Iraq war files: Apache Hellfire victims
Back on ground level, it is not just the killing of unarmed civilians or fighters who apparently or actually wish to surrender, but the treatment, but the treatment of prisoners that is laid bare.
Even after Abu Graibh when the notorious pictures of prisoner abuse first emerged in 2004, come report after report of US soldiers and marines assaulting prisoners, forcing them to dig for home-made bombs and mistreating them in other ways.
Again, all of it carefully noted down in these Sigact reports.
America and Britain invaded Iraq, in part, to stop Saddam Hussein’s brutality to his own people. So Iraqis did not, in the words of Tony Blair, have to fear the “knock at the door in the dead of the night” any longer.
Iraq’s secret war logs: Iraqi torture
And yet these Sigact reports reveal for the first time that US forces were under orders to turn a blind eye to Iraqis torturing fellow Iraqis on a vast scale. They were told not to intervene.

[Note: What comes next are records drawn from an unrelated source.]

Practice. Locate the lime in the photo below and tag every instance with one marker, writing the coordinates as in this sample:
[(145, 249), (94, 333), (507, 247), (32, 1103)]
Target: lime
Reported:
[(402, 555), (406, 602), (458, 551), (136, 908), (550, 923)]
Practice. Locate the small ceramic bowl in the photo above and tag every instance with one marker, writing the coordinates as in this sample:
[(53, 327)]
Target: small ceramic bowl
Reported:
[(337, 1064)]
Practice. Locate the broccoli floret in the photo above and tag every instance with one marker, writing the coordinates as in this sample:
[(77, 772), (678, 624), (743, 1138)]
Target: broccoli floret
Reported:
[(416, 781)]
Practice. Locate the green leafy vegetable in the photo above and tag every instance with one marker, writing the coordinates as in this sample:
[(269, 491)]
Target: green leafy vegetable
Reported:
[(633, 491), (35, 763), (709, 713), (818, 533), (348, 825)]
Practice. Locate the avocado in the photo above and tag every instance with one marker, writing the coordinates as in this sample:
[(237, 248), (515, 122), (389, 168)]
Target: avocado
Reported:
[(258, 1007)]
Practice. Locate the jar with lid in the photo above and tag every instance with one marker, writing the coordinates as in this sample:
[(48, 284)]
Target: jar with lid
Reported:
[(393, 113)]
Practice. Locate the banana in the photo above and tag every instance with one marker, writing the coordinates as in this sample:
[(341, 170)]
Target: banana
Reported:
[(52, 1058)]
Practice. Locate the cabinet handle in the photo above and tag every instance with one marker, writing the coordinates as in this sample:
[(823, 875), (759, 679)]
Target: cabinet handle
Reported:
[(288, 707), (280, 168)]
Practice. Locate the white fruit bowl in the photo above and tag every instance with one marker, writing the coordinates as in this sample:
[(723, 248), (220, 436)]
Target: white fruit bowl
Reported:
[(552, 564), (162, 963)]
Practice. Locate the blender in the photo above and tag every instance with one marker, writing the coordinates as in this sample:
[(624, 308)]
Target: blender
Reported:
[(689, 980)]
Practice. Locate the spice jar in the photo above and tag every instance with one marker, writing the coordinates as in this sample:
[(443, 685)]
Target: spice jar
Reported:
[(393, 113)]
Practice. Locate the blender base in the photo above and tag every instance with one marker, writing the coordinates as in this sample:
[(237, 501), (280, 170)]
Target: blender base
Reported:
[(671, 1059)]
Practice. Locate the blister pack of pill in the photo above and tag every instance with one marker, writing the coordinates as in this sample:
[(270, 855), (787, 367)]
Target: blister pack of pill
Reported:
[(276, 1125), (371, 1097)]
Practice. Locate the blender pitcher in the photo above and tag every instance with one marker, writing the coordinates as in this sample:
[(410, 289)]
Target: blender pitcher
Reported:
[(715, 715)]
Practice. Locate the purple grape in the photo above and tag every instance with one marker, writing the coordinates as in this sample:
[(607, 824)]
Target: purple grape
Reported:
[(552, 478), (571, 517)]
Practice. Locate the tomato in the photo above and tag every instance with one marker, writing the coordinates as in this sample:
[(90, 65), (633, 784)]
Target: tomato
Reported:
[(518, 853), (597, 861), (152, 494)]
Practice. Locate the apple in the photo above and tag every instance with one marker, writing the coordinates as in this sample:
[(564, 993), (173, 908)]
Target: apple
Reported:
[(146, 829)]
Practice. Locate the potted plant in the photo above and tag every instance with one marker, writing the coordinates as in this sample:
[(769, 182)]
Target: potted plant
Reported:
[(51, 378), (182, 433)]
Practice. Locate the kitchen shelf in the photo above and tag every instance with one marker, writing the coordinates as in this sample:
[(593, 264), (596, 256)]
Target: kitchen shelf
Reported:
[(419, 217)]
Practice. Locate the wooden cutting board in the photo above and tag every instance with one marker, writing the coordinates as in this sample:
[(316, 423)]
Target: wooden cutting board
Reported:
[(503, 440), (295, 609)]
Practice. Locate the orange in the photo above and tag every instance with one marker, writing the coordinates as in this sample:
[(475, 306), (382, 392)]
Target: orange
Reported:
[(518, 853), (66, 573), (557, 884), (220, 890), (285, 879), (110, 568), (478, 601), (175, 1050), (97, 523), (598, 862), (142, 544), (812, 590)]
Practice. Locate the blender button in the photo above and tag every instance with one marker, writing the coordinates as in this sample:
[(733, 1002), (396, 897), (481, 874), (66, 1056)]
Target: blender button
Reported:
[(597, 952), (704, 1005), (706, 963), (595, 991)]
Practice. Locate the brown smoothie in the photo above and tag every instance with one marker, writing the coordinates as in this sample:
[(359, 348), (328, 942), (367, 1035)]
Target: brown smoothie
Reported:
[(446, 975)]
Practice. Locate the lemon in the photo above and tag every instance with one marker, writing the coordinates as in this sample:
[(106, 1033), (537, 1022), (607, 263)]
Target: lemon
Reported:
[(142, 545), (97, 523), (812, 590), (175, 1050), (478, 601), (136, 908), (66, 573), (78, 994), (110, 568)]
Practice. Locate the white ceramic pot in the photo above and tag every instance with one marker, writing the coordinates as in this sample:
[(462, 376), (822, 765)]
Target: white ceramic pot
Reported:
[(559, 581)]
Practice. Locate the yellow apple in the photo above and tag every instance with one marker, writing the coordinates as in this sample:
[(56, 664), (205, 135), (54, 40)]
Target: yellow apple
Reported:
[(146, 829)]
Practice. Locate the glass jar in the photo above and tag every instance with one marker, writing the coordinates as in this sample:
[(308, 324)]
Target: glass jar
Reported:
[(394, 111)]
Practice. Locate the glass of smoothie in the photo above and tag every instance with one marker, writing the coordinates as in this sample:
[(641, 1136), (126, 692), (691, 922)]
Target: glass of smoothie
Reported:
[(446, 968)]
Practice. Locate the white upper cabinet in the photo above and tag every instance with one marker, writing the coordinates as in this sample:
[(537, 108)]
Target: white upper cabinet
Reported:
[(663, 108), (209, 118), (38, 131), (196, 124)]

Two numbered “Frag” orders – summaries of standing orders to American troops, say that if there is no US involvement in abuse of prisoners the US forces should report the incident up the line of command, but not investigate it unless explicitly ordered to do so.
And they were reporting it almost daily: beatings, electric shock torture, chopping off fingers of detainees, sodomising prisoners with various objects.
All of this carefully noted, reported and sent up the line.
Why? Because of the sheer scale and number of the reports. True, the US was trying to stay out of Iraqi affairs and let the new state find its feet. But the effect appears to have been to turn a blind eye to widespread torture and that, in the minds of many, is dangerously close to encouraging it to happen because no action would be taken.
The bitter irony being that the systematic abuse of people under Saddam Hussein was precisely the reason the United States gave for invading this country in the first place.
It appears to have come from the highest level politically. In an infamous on-camera dispute the then Chairman of the Joint Chiefs of Staff 2005 -07 Peter Pace and the then defence secretary Donald Rumsfeld publically disagreed. The soldier says US forces can and must physically stop any abuse of prisoners. Oh no, says Mr Rumsfeld – what they should do is merely report that abuse, that’s all. Though the soldier stands his ground in front of the Pentagon press corps, it appears from these secret reports that Mr Rumsfeld had his way on the ground.
The bitter irony being, in all this, that the systematic abuse of people under Saddam Hussein was precisely the reason the United States gave for invading this country in the first place.
The reality today is that there are one million war widows across Iraq. Many come to the central mortuary in Baghdad to try and find and identify the body of missing loved ones. Because of the numbers of names in these leaked secret Sigacts, that search might just get a little easier in future.
That is just one of several significant truths revealed by this sudden avalanche of hitherto secret information. In that regard, its significance is hard to underestimate.